As his wife stood on shore, screaming for him to stop, Fish grabbed hold of a nearby marine creature and then slipped “little fishy” out of his hidey hole and proceeded to plunder the blow hole. Yes, yes, I know that sharks don’t have blowholes – at least not ones meant for blowing through, but Fisherman found a way. The attack continued for over five minutes, which led Buggiewoman to become concerned that something was wrong – Fish can’t swim upstream that long, if you know what I mean.
After calling the police, Fisherman ducked under the waves and released his victim, who subsequently claimed that the laws of the sea had now betrothed them. Fisherman denied the shark his love, and in a scene not terribly similar to Casablanca, he cried and ran away.
The police swiftly rounded him up, as he had forgotten that his swim trunks didn’t have a pee hole and had ripped his penis out of his shorts like Hulk Hogan through a wife beater to have sex with that shark. He was taken in and charged with lewd behavior in a public space, and sodomy with an animal, which wasn’t such a big deal since he’s been on the bestiality offenders list for twenty years already.
In prison, Fisherman quickly aligned himself with a crew of pimps and ho’s that had been imprisoned the night before. The leader of this crew was known as Peepaw Purple Panty Power (P-Quad for short), and he didn’t take kindly to Fisherman’s attempt to take over his gang. Things escalated, and Farva got shived – no one’s really sure why that happened, but you know, shit got real. Then it went from bad to worse! The crew used Farva’s shivving to sneak out, where they armed themselves for a final showdown.
P-Quad had a clear advantage in the gun fight as he had disturbingly large eyes that helped him see in the dark, but as it turned out, he was really, really bad at aiming (shoulda played more COD BLOPS, P-Quad!) Dave took out P-Quad quickly and convinced his Australian lover, Mutts, to give up his life of crime.

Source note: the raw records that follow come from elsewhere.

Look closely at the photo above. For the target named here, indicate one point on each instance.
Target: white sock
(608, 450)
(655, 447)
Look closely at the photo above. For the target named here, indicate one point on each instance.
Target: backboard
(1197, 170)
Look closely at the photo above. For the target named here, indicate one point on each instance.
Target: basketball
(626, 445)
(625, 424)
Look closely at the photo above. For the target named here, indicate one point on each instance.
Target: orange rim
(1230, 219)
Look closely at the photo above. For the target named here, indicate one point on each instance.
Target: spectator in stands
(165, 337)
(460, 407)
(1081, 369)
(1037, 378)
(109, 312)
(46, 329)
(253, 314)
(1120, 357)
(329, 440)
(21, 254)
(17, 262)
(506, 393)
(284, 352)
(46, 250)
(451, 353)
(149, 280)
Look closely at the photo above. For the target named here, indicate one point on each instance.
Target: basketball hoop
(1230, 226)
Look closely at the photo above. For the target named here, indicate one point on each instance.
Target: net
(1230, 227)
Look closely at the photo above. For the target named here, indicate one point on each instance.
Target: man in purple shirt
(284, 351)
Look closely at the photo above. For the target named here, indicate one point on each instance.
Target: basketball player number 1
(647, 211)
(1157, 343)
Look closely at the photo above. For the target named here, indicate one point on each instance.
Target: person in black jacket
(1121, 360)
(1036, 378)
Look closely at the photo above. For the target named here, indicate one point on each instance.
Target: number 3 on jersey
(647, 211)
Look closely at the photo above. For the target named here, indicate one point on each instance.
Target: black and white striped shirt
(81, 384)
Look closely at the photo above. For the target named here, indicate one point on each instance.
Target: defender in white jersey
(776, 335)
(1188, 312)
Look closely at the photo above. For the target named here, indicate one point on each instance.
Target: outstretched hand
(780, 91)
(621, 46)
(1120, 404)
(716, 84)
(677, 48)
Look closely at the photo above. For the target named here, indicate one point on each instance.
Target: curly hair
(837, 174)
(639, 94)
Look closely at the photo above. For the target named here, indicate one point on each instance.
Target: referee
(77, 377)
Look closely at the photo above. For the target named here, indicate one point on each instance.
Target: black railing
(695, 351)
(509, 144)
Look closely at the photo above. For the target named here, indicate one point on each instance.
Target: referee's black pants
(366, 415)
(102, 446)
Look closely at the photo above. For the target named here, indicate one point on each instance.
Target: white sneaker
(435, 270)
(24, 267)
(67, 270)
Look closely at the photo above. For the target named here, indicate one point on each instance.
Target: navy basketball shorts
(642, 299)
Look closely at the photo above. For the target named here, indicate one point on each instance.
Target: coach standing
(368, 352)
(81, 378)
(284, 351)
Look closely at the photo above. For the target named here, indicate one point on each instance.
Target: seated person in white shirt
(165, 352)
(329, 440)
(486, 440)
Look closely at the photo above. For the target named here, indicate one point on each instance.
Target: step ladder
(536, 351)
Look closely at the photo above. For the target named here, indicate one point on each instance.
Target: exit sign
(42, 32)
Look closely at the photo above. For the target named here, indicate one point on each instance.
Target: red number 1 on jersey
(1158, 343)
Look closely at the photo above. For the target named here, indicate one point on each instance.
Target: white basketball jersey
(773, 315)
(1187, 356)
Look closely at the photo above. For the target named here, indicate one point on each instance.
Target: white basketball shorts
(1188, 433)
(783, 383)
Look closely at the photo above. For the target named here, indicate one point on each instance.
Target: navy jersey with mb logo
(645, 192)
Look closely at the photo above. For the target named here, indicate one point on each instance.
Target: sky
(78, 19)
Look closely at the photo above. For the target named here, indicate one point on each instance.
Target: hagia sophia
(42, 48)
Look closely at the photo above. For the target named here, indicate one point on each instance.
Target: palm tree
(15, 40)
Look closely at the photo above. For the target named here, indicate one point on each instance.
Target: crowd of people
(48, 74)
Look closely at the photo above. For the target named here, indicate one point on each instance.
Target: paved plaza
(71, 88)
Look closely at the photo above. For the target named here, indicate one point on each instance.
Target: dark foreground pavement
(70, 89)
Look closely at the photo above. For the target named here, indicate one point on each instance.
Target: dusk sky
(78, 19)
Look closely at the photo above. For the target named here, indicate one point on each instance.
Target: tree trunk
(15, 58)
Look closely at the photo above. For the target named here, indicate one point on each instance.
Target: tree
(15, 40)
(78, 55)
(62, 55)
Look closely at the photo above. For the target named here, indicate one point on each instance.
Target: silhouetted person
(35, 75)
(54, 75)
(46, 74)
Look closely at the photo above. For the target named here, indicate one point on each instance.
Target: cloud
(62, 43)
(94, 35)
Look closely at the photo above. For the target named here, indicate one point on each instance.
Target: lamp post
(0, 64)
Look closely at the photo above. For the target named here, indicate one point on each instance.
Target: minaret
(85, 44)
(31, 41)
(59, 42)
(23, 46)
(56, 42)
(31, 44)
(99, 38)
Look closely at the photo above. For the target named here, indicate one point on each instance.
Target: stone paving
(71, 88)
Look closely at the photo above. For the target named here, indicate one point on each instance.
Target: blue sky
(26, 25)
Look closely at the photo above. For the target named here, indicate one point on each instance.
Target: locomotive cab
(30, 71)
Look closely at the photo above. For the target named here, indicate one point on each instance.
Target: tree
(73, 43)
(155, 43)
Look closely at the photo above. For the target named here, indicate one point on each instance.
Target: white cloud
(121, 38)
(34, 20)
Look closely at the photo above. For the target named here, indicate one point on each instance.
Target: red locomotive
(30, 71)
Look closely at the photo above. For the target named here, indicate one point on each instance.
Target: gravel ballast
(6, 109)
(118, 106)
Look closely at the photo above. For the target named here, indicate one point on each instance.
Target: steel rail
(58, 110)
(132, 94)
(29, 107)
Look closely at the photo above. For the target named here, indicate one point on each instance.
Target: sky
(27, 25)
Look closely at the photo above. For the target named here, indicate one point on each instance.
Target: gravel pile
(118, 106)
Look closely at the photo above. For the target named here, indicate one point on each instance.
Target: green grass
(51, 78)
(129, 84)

Mutts wasn’t content with simply leaving behind his life of crime, and instead turned himself into a super soldier for justice called Captain Texas. His first order of business as a marauding super hero was to convince Buggiewoman that the Fisherman’s life of crime and marine-rape wasn’t the sort of life she wanted to get mixed up in.
Mutts, errr, Captain Texas and the Buggiewoman ran off together. Fisherman tried to follow them, but Buggiewoman was too crafty for him. She changed her name to Pirate Marx and donned a mustachioed disguise that really, really turned Mutts on (he’d been in prison for years, remember?) The last time anyone had heard from them, Pirate Marx and Captain Texas were living in Indonesia, farming walnuts for a colony of midgets that bore a strange resemblance to their fallen friend, Farva. They named all of the midgets Baby Flavor as they taste just like real babies.
Fisherman, however, did not have quite as happy an ending. He tried his best to forget about the love of his life, the shark, but just couldn’t get that sweet, sweet fish out of his mind. He swam through the surf for days, screaming out the name of his lost love, “Shark Stranger! Shark Stranger that I raped!” but his shark never returned (though he did get a few crabs.) He eventually retreated to the woods, never to be seen again.
We’ll miss you, Fisherman. Long live the Fish!
UPDATE: It turns out that Fisherman is alive and well! He is happily living in Papau New Guinea with his new love, a buck-toothed monkey that he named Peepaw in honor of the pimp that he had to kill back in Hawaii. It is a fitting nickname, as the monkey can only reach climax when he is playing with his own urine, which has dyed his hands yellow. Good on ya, Fish! We wish you the best!